Thiol self-assembled monolayers (SAMs) are popular due to their utility for various applications. In biosensing platforms SAMs are often used as linkers to tether receptors to biochip surfaces . To get a full understanding of SAM-properties, it is important to study also their formation kinetics and thermal-transport properties. This latter point was not addressed before. However, it is already known that DNA and adsorbed cells at solid-liquid interfaces show a heat-blocking effect, which is utilized in the biosensing technique HTM (heat transfer method) .

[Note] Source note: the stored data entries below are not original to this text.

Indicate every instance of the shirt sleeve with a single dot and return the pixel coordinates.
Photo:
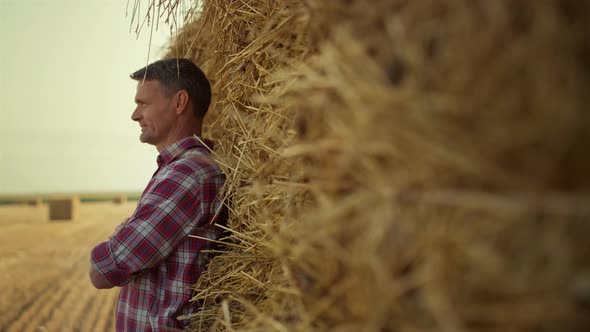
(175, 204)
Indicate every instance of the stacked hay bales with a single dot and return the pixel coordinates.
(64, 208)
(399, 166)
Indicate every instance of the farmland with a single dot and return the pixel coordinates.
(45, 285)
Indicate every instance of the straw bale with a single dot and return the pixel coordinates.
(64, 208)
(398, 166)
(120, 199)
(35, 201)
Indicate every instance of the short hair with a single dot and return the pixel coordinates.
(175, 74)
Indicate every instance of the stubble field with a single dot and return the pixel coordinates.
(44, 269)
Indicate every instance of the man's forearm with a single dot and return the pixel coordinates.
(98, 280)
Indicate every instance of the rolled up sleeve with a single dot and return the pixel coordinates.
(165, 216)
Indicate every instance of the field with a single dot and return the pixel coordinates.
(45, 284)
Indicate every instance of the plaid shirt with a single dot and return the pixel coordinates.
(152, 258)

In this work we employed HTM to study the formation kinetics of thiol SAMs on gold surfaces using ethanol as a solvent. The thiols were 1-dodecanethiol and 11-mercaptoundecanoic acid (11-MUA) differing in their specific head groups, being -CH3 for 1-dodecanethiol and -COOH in case of 11-MUA. Complementarily, the layer formation was monitored with quartz crystal microbalance, Fourier-transform infrared spectroscopy, and atomic force microscopy. The results indicate that presence of a SAM on the gold surface leads to a surprisingly strong increase of the interfacial heat-transfer resistance Rth, given the fact that thiol molecules are only 1.5 nm in length. Results show a concentration-dependent jump in Rth for concentrations higher than 0.5 mM. The thermal resistance displays a two-step evolution for concentrations below 0.5 mM: Initially, the thermal resistance decreases in comparison to a blank gold substrate. In a second phase, Rth increases gradually, eventually reaching a stable plateau value. This behavior can be attributed to a transition from a lying-down to a standing-up conformation of the thiols. The results demonstrate that a nanometer thin ‘thiol carpet’ causes an unexpectedly strong heat-blocking effect at gold/ethanol interfaces. Furthermore, the absolute increase of the thermal-boundary resistance depends on the used head group. This observation points to an interface effect, which can possibly be explained by the mismatch between the phonon frequencies of gold and the vibration frequencies of ethanol and thiol molecules in the THz regime.
Acknoledgments: FWO project G.0B62.13N “Exploration of heat-conducting effects for applications in bio- and chemosensors” is gratefully appreciated.